Even the lucky among us have looked for love in the wrong places. I remember suffering through agonizing get-to-know-each-other lunches at which we both promised to call but never did. During one traumatic blind date in the way back, I immediately nicknamed the unfortunate woman The Brontosaurus. You certainly have your own horror stories; it’s the nature of the beast.

Of course, that was in the pre-online-dating era. Since then, a profile and JPEG have become almost mandatory, although those both can be doctored. But online dating has always seemed so full of technology and devoid of honest, spontaneous feelings, and it also seems desperate. Can’t people rely on their charm and social skills anymore? I guess not, because it is estimated that 3 million people are now trying to hook up online. Simply look at the people in the next cubicles to see who is doing it.
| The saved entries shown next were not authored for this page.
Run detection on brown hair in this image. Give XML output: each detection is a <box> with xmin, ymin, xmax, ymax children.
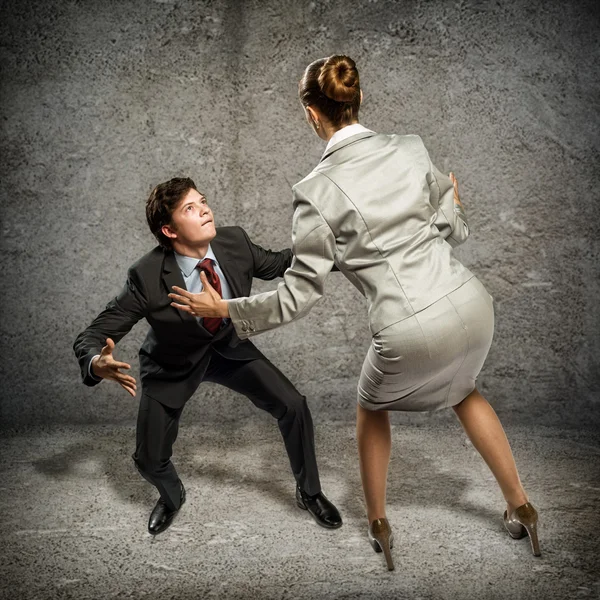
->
<box><xmin>299</xmin><ymin>55</ymin><xmax>361</xmax><ymax>127</ymax></box>
<box><xmin>146</xmin><ymin>177</ymin><xmax>198</xmax><ymax>249</ymax></box>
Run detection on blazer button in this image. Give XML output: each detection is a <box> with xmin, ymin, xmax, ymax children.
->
<box><xmin>242</xmin><ymin>324</ymin><xmax>248</xmax><ymax>332</ymax></box>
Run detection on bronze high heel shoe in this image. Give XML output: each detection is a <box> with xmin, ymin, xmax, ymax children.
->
<box><xmin>503</xmin><ymin>502</ymin><xmax>541</xmax><ymax>557</ymax></box>
<box><xmin>368</xmin><ymin>517</ymin><xmax>395</xmax><ymax>571</ymax></box>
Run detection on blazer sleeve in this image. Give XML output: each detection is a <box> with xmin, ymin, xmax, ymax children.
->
<box><xmin>241</xmin><ymin>228</ymin><xmax>340</xmax><ymax>279</ymax></box>
<box><xmin>228</xmin><ymin>188</ymin><xmax>336</xmax><ymax>339</ymax></box>
<box><xmin>240</xmin><ymin>228</ymin><xmax>294</xmax><ymax>280</ymax></box>
<box><xmin>73</xmin><ymin>267</ymin><xmax>148</xmax><ymax>386</ymax></box>
<box><xmin>422</xmin><ymin>139</ymin><xmax>470</xmax><ymax>247</ymax></box>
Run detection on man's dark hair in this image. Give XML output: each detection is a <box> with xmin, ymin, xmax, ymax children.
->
<box><xmin>146</xmin><ymin>177</ymin><xmax>198</xmax><ymax>249</ymax></box>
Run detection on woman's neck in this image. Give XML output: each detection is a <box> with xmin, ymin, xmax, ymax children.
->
<box><xmin>323</xmin><ymin>120</ymin><xmax>360</xmax><ymax>142</ymax></box>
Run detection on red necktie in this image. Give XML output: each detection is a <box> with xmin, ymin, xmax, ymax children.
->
<box><xmin>197</xmin><ymin>258</ymin><xmax>223</xmax><ymax>334</ymax></box>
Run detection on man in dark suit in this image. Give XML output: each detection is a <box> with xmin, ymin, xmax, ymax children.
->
<box><xmin>73</xmin><ymin>177</ymin><xmax>342</xmax><ymax>535</ymax></box>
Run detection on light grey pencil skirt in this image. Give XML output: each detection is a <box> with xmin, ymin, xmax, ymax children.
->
<box><xmin>358</xmin><ymin>276</ymin><xmax>495</xmax><ymax>412</ymax></box>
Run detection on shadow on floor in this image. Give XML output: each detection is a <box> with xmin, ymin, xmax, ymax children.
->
<box><xmin>32</xmin><ymin>421</ymin><xmax>500</xmax><ymax>531</ymax></box>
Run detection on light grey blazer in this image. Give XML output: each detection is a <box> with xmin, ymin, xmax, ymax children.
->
<box><xmin>228</xmin><ymin>132</ymin><xmax>474</xmax><ymax>339</ymax></box>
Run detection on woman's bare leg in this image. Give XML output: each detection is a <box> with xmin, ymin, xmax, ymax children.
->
<box><xmin>356</xmin><ymin>404</ymin><xmax>392</xmax><ymax>522</ymax></box>
<box><xmin>453</xmin><ymin>388</ymin><xmax>528</xmax><ymax>512</ymax></box>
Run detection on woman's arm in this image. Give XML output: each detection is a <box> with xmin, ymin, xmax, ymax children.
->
<box><xmin>169</xmin><ymin>187</ymin><xmax>336</xmax><ymax>339</ymax></box>
<box><xmin>423</xmin><ymin>140</ymin><xmax>470</xmax><ymax>247</ymax></box>
<box><xmin>229</xmin><ymin>187</ymin><xmax>336</xmax><ymax>338</ymax></box>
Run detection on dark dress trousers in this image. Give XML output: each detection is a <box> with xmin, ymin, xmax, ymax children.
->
<box><xmin>73</xmin><ymin>226</ymin><xmax>322</xmax><ymax>510</ymax></box>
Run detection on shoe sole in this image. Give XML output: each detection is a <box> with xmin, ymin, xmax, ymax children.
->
<box><xmin>370</xmin><ymin>537</ymin><xmax>395</xmax><ymax>552</ymax></box>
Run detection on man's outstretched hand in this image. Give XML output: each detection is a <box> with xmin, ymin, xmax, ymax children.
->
<box><xmin>91</xmin><ymin>338</ymin><xmax>137</xmax><ymax>397</ymax></box>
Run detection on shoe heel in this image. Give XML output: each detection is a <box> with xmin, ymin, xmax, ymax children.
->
<box><xmin>523</xmin><ymin>522</ymin><xmax>541</xmax><ymax>557</ymax></box>
<box><xmin>380</xmin><ymin>536</ymin><xmax>394</xmax><ymax>571</ymax></box>
<box><xmin>505</xmin><ymin>502</ymin><xmax>542</xmax><ymax>557</ymax></box>
<box><xmin>368</xmin><ymin>519</ymin><xmax>395</xmax><ymax>571</ymax></box>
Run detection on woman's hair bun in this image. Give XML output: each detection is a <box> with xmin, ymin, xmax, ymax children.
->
<box><xmin>318</xmin><ymin>55</ymin><xmax>359</xmax><ymax>103</ymax></box>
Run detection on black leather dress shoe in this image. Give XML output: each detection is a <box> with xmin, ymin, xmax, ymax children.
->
<box><xmin>296</xmin><ymin>485</ymin><xmax>342</xmax><ymax>529</ymax></box>
<box><xmin>148</xmin><ymin>482</ymin><xmax>186</xmax><ymax>535</ymax></box>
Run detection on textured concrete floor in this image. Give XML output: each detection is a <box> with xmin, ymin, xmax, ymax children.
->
<box><xmin>1</xmin><ymin>419</ymin><xmax>599</xmax><ymax>600</ymax></box>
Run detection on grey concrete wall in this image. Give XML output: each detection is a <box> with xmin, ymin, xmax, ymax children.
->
<box><xmin>1</xmin><ymin>0</ymin><xmax>598</xmax><ymax>429</ymax></box>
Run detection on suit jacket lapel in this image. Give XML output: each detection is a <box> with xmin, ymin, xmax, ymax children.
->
<box><xmin>162</xmin><ymin>252</ymin><xmax>209</xmax><ymax>332</ymax></box>
<box><xmin>210</xmin><ymin>238</ymin><xmax>243</xmax><ymax>298</ymax></box>
<box><xmin>162</xmin><ymin>242</ymin><xmax>240</xmax><ymax>339</ymax></box>
<box><xmin>210</xmin><ymin>235</ymin><xmax>244</xmax><ymax>341</ymax></box>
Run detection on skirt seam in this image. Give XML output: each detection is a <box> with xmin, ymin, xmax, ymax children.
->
<box><xmin>443</xmin><ymin>295</ymin><xmax>471</xmax><ymax>408</ymax></box>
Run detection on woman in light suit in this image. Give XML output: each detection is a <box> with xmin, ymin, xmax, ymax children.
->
<box><xmin>169</xmin><ymin>55</ymin><xmax>541</xmax><ymax>570</ymax></box>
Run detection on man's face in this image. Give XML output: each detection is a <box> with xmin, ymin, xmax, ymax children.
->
<box><xmin>162</xmin><ymin>188</ymin><xmax>216</xmax><ymax>247</ymax></box>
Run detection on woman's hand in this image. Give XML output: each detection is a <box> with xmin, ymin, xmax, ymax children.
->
<box><xmin>448</xmin><ymin>172</ymin><xmax>463</xmax><ymax>208</ymax></box>
<box><xmin>169</xmin><ymin>271</ymin><xmax>230</xmax><ymax>318</ymax></box>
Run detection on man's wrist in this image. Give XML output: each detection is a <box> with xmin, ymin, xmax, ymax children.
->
<box><xmin>89</xmin><ymin>355</ymin><xmax>102</xmax><ymax>381</ymax></box>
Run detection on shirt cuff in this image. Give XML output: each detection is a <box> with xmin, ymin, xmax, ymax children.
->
<box><xmin>88</xmin><ymin>355</ymin><xmax>102</xmax><ymax>381</ymax></box>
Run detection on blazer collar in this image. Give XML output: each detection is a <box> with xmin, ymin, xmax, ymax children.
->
<box><xmin>163</xmin><ymin>238</ymin><xmax>241</xmax><ymax>298</ymax></box>
<box><xmin>173</xmin><ymin>245</ymin><xmax>218</xmax><ymax>277</ymax></box>
<box><xmin>320</xmin><ymin>131</ymin><xmax>376</xmax><ymax>162</ymax></box>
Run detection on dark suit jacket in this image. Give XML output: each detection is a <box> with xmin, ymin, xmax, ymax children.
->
<box><xmin>73</xmin><ymin>226</ymin><xmax>294</xmax><ymax>409</ymax></box>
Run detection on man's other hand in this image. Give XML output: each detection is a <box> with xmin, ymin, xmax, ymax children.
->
<box><xmin>91</xmin><ymin>338</ymin><xmax>137</xmax><ymax>397</ymax></box>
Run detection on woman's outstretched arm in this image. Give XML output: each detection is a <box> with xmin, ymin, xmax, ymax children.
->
<box><xmin>228</xmin><ymin>188</ymin><xmax>336</xmax><ymax>339</ymax></box>
<box><xmin>169</xmin><ymin>186</ymin><xmax>336</xmax><ymax>339</ymax></box>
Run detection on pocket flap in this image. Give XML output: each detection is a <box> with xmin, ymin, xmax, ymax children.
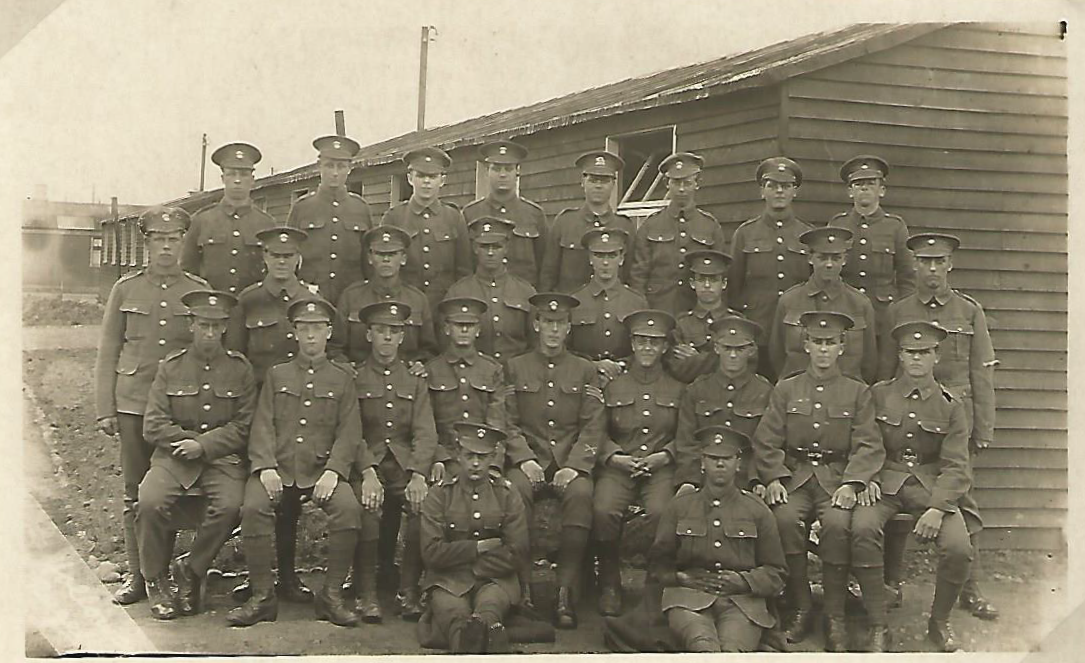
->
<box><xmin>654</xmin><ymin>396</ymin><xmax>678</xmax><ymax>409</ymax></box>
<box><xmin>469</xmin><ymin>377</ymin><xmax>496</xmax><ymax>393</ymax></box>
<box><xmin>743</xmin><ymin>238</ymin><xmax>774</xmax><ymax>253</ymax></box>
<box><xmin>919</xmin><ymin>418</ymin><xmax>950</xmax><ymax>434</ymax></box>
<box><xmin>119</xmin><ymin>300</ymin><xmax>151</xmax><ymax>315</ymax></box>
<box><xmin>213</xmin><ymin>383</ymin><xmax>242</xmax><ymax>398</ymax></box>
<box><xmin>676</xmin><ymin>520</ymin><xmax>706</xmax><ymax>537</ymax></box>
<box><xmin>559</xmin><ymin>383</ymin><xmax>582</xmax><ymax>396</ymax></box>
<box><xmin>245</xmin><ymin>312</ymin><xmax>280</xmax><ymax>329</ymax></box>
<box><xmin>505</xmin><ymin>298</ymin><xmax>530</xmax><ymax>313</ymax></box>
<box><xmin>116</xmin><ymin>354</ymin><xmax>140</xmax><ymax>375</ymax></box>
<box><xmin>570</xmin><ymin>309</ymin><xmax>598</xmax><ymax>326</ymax></box>
<box><xmin>511</xmin><ymin>226</ymin><xmax>540</xmax><ymax>239</ymax></box>
<box><xmin>606</xmin><ymin>394</ymin><xmax>635</xmax><ymax>408</ymax></box>
<box><xmin>786</xmin><ymin>399</ymin><xmax>812</xmax><ymax>416</ymax></box>
<box><xmin>828</xmin><ymin>403</ymin><xmax>854</xmax><ymax>418</ymax></box>
<box><xmin>876</xmin><ymin>410</ymin><xmax>903</xmax><ymax>426</ymax></box>
<box><xmin>514</xmin><ymin>380</ymin><xmax>540</xmax><ymax>393</ymax></box>
<box><xmin>646</xmin><ymin>231</ymin><xmax>675</xmax><ymax>243</ymax></box>
<box><xmin>166</xmin><ymin>384</ymin><xmax>200</xmax><ymax>397</ymax></box>
<box><xmin>733</xmin><ymin>404</ymin><xmax>766</xmax><ymax>418</ymax></box>
<box><xmin>871</xmin><ymin>237</ymin><xmax>896</xmax><ymax>254</ymax></box>
<box><xmin>724</xmin><ymin>520</ymin><xmax>758</xmax><ymax>539</ymax></box>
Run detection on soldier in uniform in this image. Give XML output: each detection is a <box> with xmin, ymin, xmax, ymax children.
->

Maybe they think they can screen out the potential dinosaurs, but they can’t. It’s all a crapshoot, online or off.

The screening process is tougher when the potential love is on another continent, in a place like Russia. And yet, it seems some for-pay services would make it simple for the modern American man just by screening out the modern American women. We’re talking about the booming Russian-bride business featured in this week’s cover story. One company’s brochure sells the aspects it thinks many American men will respond to: “Russian women are affectionate, family-oriented and, unlike American women, comfortable with their femininity.” The brochure goes on to say its women are “pleasers, rather than competitors.” OK, family values and passivity! But, of course, this run at long-distance, mail-order love is complicated and, for some, tragic.